A seamless learning experience

Mar 9, 2010, 12.00am IST
BINDU CHAWLA.


An important tradition in the gharanas of Hindustani music is the practice of taking permission from your earlier guru if you wish to move on to another guru during the period of learning.


In the case of Pandit Amarnath, his first guru had actually said to him, “Go to Ustad Amir Khan Saheb, i know what your soul is craving for, and for this, if need be, i will help and support you financially also.” For the great man knew the principles of continuity and connectivity in the guru tradition – what changed was the face and the form and the name. But what did not change was the principle of the Guru himself.

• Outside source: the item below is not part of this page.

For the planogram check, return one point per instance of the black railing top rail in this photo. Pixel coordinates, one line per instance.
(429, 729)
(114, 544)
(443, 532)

At the same time, however, the name and form of the guru are an important anchorage in the disciple’s journey to realisation of the Formless and Nameless – the ‘alakh’, from ‘a-lakshya’ or that which is without sign and symbol, that is, without form. For this reason, Pandit Amarnath would insist that disciples learn their art only from the musician whose music they loved the most. The music of the musician you carried in your heart was already your guru and learning from that musician or his music alone was your own real musical journey. No wonder he often refused disciples with many a ‘background’ when they came to him to learn, insisting that he always preferred to ‘write on a clean slate’, in terms of teaching.


And hence there is the need to take permission – a spiritual release – from those to whom you were bound, and indebted to, for the karmic debts of musical knowledge. This release could come spontaneously, and with immense love, but on the other hand, not. And if not, the karma could become an obstruction, creating long drawn out states of stasis in the spiritual journey. For which, then, the teachers of our parampara – our ancient spiritual tradition – suggested ‘seva’ or selfless service, service done with no thought to what it could yield at a personal or public level.


At the end of five years of learning, his first guru, B N Datta, whispered into Pandit Amarnath’s ear – “My only seva, or service, is that you teach music to everyone as i have taught you, without keeping away anything, giving in abundance, for this is how this vidya or knowledge is meant to be passed on.”


That dawn of recovery had symbolised for Pandit Amarnath the liberation before the Liberation. It was the third step in the process of sadhana, siddhi and samadhi, the ultimate release. It was a samadhi that took you beyond the name and form of the guru to the ‘guru-tattva’, the essence of the guru, which is God himself.


In the language of the abstract, the guru is the mirror that reflects as well as the transparent medium that enables looking and seeing, enriching experience. He is both formless and in form, the silence and the utterance, the absence and the presence, and both the shunya, nothing, as well as everything. In him, the disciple sees both what he wishes to be and what he is.


The idea, finally, is to connect – connect so well and so spontaneously that you, too, become the mirror, the formless, the silence, the shunya, and a transparency in which you are the sound of silence and the fullness of vacant and empty space.